Evet, Allah cc razı olduğu neyse, eğer emredilen bir farz yada şer’i bir amel ise nekadar nefse ağır gelirse gelsin ona sabretmek Çünkü herşeyden çok sevilen Zat kendisi için herşeyden vazgeçilmeye layıktır, eğer yasaklanılan herneyse nefse nekadar hoş ve cazip gelirse gelsin onu terketmek, asıl ibadete layık Allah azze ve celle den uzaklaştırıyorsa o mesele o kimşe için şer’dir.İşte bunu anlamak hikmettir.
“Hafs bin meysere’den ,Ebu Hazim dediki: Her gün bir konak uzaklaştıkları bir yurt için çalışan ve hergün bir konak yaklaştıkları bir yurt için çalışmayı bırakan insanlara şaşarım”
Şöyle bir olay başınıza gelse, sahibi bulunduğunuz evin çok kısa zaman diliminde sizin iradeniz dışında bazı kimseler tarafından yıkılacağını bilseniz, yinede o eve ‘tadilat bakım onarım ‘ gibi harcamalarda bulunurmuydunuz? Yani yatırım yaparmıydınız.Hayır yapmazdık.Halbuki Allah cc zaten yıkılacağını haber vermişti.Bazı insanların sözü,Allah cc ‘nın sözünden daha çok bizi harekete geçiriyorsa kendimizi iyice bi sorgulamalıyız.
Bir adam Ebu Hazim’e sen çok sert ve aşırı giden birisin dedi.Ebu Hazim şöyle cevap verdi: ”Beni ondört düşman çepeçevre gözetlerken nasıl sert olmayayım ki? Önce dört tanesini söyleyeyim: Beni tuzağa düşürmeye çalışan Şeytan, bana hased eden Mü’min Beni öldürme savaşı veren kafir ve bana kin bağlayan münafık.Gelelim on tanesine..Bunlar da ;açlık, susuzluk, hararet, soğuk, baldırı çıplaklık, ihtiyarlık, hastalıklar, fakirlik, ölüm ve cehennem.. şimdi ben bunların tümüne ancak yetkin bir silahla göğüs gerebilirim, onlara karşı da ‘Takva’ dan daha etkili ve faziletli bir silahım yoktur” Bu dini yaşamak ciddiyet ister) Laubali ve gevşek davranışlar insanı hataya sürükler,hatalar ise şeytana kapı açar.
Ebu Maşer’den, diyorki: Ebu hazim’i mescidde gördüm, vaaz etmiyordu, ağlıyor ve göz yaşlarını siliyordu.”Ey Ebu Hazim, niçin böyle yapıyorsun?” dedim.
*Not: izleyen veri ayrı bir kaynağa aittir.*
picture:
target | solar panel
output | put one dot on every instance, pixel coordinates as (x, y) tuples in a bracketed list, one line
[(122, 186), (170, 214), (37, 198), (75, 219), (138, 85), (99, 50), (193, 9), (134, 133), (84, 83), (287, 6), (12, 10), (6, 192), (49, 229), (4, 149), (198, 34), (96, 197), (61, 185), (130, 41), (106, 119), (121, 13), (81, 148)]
O’ da bana ulaştığına göre Allah korkusundan akan gözyaşlarının ulaştığı yere cehennem ateşi ulaşmazmış, dedi. …(Allah’ın) kulları arasında Allah’tan gerçekten korkanlar ancak âlimlerdir…(Fatır 28)
Bir gün Süleyman bin Abdulmelik hac esnasında Medine’ye geldi Orada bulunanlara; Burada bir kaç sahabiye olsun yetişebilen, onlarla görüşebilen var mı? Diye sordu? oradakiler; evet! Ebu hazim böyle biridir dediler. Süleyman B. Abdulmelik Ebu hazim’e haber saldı Ebu hazim biraz sonra Süleyman’ın yanına geldi Süleyman: “Ey Ebu Hazim biz neden ölümü istemiyor ona yüz çeviriyoruz? Diye sordu. Ebu Hazim; “ Siz dünyayı dolu dolu yaşadınız, imar ettiniz ahireti ise hiç önem vermeyip onu harap ettiniz! Bu yüzden bağlık, bahçelik, güzel ve mamur bir hayatı terk edip, harap ettiğiniz bir yere gitmek istemiyorsunuz! diye cevap verdi… Yine devamla; Ey Ebu Hazim! İnsanların en kazançlısı kimdir? Dedi. Ebu Hazim ; Allah’ a boyun eğmeyi başarmış ve insanlara bunun yollarını göstermeye adamış kişi! Dedi.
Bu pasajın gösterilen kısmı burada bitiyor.